In our flight though the Coronavirus pandemic, many adjustments to our daily lives were essential to make, some forced upon us by government, others by common sense. Though Covid-19 is still very much with us, thanks to vaccines and great health interventions, we are now just managing the regular tweaks necessary when ‘bugs’ affect our health, and thank goodness for that. And so, I have been able to reset my toolkit to include serious ambition once more.

My good friend and former Parent, Ron Stuart remarked to me earlier this week that, whilst he was enjoying my writing, I might have been missing the opportunity ‘to extol the academic’. I’ve thought about the point of that conversation, reminding me that his son was able to move into the acceptable reach of academic success because of our efforts at school here, something that perhaps for which we have the strongest reputation. That’s certainly why I am delighted my grandson has now started in Reception. and what drives me through my daily work amongst the secondary and sixth form students in my realm.

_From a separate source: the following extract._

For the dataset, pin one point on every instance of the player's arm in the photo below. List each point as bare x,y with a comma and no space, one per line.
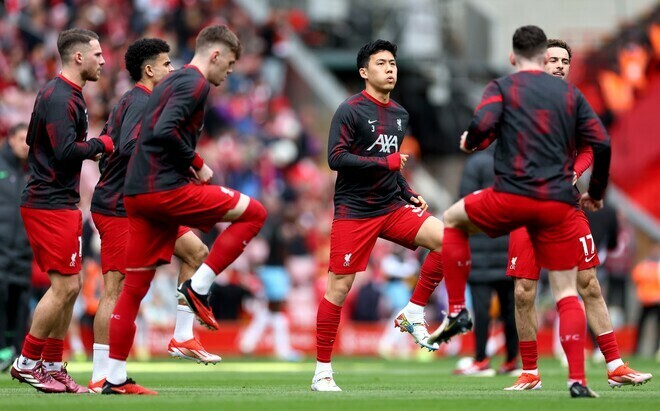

To me, and I am really interested in what children like to do, what they are good at and what their ambitions might be are really important, and feature in most conversations. Whilst children might not always share with their parents such thoughts, it’s noticeable through chats in the yard that children do have aspirations, that they know the difference between trivial and important, and they understand that the clarity of positive expectations assists in that process.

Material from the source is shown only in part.